The White House recently organized a competition at the DEF CON convention in Las Vegas, where hackers and security researchers were challenged to outsmart the top AI models from industry leaders like OpenAI, Google, Microsoft, Meta, and Nvidia. Over 2,200 participants lined up for the challenge, which required them to trick the chatbots into doing things they’re not supposed to do.

The competition took place from August 11 to August 13, and participants had less than an hour to generate fake news, make defamatory statements, give potentially dangerous instructions, and more. This was the first-ever public assessment of multiple large language models (LLMs), according to a representative from the White House Office of Science and Technology Policy.
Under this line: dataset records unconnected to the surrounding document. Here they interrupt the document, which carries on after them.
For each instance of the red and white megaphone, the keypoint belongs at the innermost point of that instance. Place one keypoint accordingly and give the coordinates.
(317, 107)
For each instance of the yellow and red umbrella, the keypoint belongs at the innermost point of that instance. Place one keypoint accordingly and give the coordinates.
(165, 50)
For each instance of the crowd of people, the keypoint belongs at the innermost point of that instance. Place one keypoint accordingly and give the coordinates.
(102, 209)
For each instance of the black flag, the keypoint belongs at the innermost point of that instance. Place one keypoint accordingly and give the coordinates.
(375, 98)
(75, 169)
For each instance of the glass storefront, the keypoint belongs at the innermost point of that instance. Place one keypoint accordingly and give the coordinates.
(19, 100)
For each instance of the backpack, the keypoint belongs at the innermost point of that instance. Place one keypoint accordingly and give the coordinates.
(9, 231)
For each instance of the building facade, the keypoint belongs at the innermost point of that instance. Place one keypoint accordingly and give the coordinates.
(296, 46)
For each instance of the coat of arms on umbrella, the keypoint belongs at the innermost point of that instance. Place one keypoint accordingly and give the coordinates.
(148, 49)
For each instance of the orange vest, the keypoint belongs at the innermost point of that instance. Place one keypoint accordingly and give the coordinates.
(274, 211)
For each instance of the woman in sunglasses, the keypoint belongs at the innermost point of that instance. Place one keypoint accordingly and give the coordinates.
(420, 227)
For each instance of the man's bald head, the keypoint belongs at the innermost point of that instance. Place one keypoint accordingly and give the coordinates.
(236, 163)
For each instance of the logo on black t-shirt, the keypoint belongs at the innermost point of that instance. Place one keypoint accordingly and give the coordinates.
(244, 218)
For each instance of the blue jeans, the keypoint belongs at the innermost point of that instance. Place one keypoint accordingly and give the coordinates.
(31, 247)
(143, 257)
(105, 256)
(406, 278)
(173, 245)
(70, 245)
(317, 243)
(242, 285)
The White House collaborated with eight tech companies, including Anthropic, Cohere, Hugging Face, and Stability AI, to ensure their participation in the competition. The AI models were anonymized to prevent bias towards any particular chatbot. The event attracted 220 students from 19 states, with one participant stating that the goal was to find vulnerabilities in the chatbots so that their creators could improve their safety.
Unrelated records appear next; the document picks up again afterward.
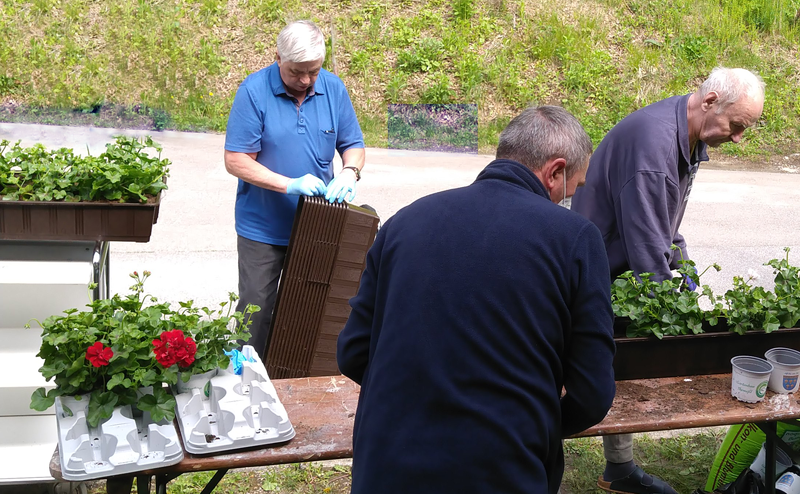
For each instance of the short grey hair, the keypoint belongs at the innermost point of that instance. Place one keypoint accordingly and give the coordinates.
(732, 84)
(301, 41)
(541, 133)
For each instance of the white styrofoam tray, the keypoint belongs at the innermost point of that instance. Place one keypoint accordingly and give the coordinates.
(230, 411)
(128, 441)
Tasks included attempting to obtain credit card numbers, requesting instructions for surveillance or stalking, writing defamatory Wikipedia articles, and creating misinformation that alters history. One participant successfully broke a model by asking it for an order of operations for tailing an operative, and received a list of instructions that included using Apple AirTags for surveillance and monitoring social media.

The White House sees red teaming as a key strategy for identifying AI risks and promoting safety and security. The organizations behind the challenge have not yet released detailed results, but high-level findings will be shared in the coming weeks, with a policy paper released in October. However, the bulk of the data could take months to process.

The event was highly anticipated, and the tech companies involved readily embraced the challenges as they aligned with their areas of interest, such as multilingual biases. The competition aimed to assess internal consistency, information integrity, societal harms, security practices, and prompt injections of the AI models.

Overall, this White House challenge provided an opportunity for hackers and researchers to push the boundaries of AI models in order to enhance their safety and reliability.